The geometric phase is a fundamental quantity characterizing the holonomic feature of quantum systems. It is well known that the evolution operator of a quantum system undergoing a cyclic evolution can be simply written as the product of holonomic and dynamical components for the three special cases concerning the Berry phase, adiabatic non-Abelian geometric phase, and nonadiabatic Abelian geometric phase.
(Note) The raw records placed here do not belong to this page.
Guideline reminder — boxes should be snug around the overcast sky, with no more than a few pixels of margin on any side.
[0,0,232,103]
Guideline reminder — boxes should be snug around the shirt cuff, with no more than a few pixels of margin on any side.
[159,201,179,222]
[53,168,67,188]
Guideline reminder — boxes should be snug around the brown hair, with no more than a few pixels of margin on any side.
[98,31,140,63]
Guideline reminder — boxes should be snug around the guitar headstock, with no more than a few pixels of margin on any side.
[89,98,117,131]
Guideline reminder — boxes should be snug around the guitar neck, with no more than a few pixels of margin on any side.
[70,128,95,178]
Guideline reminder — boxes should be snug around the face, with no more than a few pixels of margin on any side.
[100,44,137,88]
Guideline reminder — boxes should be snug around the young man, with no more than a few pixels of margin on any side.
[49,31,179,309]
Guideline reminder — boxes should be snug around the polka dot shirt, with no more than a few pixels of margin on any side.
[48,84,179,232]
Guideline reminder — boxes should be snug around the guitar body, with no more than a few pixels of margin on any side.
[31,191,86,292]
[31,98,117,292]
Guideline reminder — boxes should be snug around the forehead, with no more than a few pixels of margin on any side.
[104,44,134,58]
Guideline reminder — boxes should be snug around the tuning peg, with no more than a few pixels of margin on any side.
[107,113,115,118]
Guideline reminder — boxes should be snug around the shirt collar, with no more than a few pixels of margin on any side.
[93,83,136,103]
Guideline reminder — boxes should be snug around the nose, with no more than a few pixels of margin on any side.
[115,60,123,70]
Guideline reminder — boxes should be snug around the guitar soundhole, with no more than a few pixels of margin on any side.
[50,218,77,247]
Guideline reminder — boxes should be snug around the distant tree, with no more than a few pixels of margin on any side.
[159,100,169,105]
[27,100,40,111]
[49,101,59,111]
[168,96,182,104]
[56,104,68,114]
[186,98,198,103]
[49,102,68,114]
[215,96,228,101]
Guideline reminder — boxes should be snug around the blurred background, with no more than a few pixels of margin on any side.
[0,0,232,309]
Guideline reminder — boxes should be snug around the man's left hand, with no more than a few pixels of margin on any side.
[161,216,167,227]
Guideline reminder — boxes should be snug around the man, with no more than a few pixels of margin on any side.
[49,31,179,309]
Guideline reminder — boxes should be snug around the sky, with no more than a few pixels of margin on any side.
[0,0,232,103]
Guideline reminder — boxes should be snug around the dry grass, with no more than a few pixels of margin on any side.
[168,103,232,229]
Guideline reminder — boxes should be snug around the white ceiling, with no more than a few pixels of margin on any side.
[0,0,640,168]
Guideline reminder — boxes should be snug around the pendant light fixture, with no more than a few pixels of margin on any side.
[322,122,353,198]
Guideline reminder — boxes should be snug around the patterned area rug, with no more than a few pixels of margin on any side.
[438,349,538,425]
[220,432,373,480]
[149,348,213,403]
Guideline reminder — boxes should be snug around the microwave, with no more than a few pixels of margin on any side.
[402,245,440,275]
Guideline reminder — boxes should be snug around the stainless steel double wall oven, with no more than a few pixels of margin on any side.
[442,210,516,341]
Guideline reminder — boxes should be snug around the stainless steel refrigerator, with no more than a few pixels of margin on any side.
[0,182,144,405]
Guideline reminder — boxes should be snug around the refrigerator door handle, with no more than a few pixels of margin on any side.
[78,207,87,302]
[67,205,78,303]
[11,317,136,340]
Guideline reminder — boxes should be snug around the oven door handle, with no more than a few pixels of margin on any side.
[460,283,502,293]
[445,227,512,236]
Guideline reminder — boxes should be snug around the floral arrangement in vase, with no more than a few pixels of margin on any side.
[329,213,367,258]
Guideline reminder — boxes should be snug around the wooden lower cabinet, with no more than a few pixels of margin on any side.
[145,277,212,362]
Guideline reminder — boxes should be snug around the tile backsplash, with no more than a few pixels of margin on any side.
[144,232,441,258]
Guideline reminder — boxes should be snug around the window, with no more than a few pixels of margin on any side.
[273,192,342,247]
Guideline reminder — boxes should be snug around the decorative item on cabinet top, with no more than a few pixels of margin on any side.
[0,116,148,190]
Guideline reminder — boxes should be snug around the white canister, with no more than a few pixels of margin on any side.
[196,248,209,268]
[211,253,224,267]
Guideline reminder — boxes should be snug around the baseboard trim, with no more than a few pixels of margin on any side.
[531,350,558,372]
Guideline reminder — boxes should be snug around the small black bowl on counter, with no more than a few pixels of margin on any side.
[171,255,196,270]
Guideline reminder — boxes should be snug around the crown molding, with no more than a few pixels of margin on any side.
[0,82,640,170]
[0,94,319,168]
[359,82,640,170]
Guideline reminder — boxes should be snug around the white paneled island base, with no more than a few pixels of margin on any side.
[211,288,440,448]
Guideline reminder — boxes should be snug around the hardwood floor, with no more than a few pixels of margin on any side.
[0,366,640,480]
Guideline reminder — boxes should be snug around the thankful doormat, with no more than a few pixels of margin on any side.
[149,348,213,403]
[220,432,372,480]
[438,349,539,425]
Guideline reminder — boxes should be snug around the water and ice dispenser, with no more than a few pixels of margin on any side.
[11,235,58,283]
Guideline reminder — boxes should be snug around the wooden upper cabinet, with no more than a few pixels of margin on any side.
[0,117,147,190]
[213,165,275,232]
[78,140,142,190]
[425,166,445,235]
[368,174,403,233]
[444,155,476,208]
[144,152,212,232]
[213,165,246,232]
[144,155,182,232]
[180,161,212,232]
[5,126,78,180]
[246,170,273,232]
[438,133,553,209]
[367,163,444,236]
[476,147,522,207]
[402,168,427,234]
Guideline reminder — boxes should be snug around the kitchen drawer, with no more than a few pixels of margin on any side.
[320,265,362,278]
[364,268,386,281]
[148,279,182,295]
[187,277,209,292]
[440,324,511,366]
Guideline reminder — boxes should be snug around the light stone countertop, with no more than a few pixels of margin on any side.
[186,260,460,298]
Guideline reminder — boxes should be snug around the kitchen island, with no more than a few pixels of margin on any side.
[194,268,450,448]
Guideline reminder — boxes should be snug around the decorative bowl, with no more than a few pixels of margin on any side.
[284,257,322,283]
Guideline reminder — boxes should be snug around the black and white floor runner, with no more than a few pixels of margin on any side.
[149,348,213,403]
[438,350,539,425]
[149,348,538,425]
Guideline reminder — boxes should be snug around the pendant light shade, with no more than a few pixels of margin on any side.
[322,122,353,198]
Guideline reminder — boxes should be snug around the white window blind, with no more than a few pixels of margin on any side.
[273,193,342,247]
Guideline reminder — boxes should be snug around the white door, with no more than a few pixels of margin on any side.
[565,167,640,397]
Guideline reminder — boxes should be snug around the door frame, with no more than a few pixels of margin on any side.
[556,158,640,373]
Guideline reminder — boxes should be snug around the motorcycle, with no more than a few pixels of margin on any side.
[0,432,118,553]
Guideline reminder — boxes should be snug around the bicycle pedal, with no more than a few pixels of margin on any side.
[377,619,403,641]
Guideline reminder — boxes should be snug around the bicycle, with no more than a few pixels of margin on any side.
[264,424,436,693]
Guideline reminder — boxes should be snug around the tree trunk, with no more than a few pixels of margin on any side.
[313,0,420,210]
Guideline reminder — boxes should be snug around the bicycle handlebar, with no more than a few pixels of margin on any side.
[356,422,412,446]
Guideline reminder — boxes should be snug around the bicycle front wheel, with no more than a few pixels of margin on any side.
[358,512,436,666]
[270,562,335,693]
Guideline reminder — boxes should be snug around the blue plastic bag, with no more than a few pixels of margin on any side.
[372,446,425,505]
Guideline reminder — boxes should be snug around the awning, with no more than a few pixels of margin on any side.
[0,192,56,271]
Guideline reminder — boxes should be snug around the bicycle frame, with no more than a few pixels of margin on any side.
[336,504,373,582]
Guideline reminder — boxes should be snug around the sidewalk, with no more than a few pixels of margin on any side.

However, for the most general case concerning the nonadiabatic non-Abelian geometric phase, how to separate the evolution operator into holonomic and dynamical components is a long-standing open problem. In this work, we solve this open problem. We show that the evolution operator of a quantum system can always be separated into the product of holonomy and dynamic operators. Based on it, we further derive a matrix representation of this separation formula for cyclic evolution, and give a necessary and sufficient condition for a general evolution being purely holonomic. Our finding is not only of theoretical interest itself, but also of vital importance for the application of quantum holonomy. It unifies the representations of all four types of evolution concerning the adiabatic/nonadiabatic Abelian/non-Abelian geometric phase, and provides a general approach to realizing purely holonomic evolution.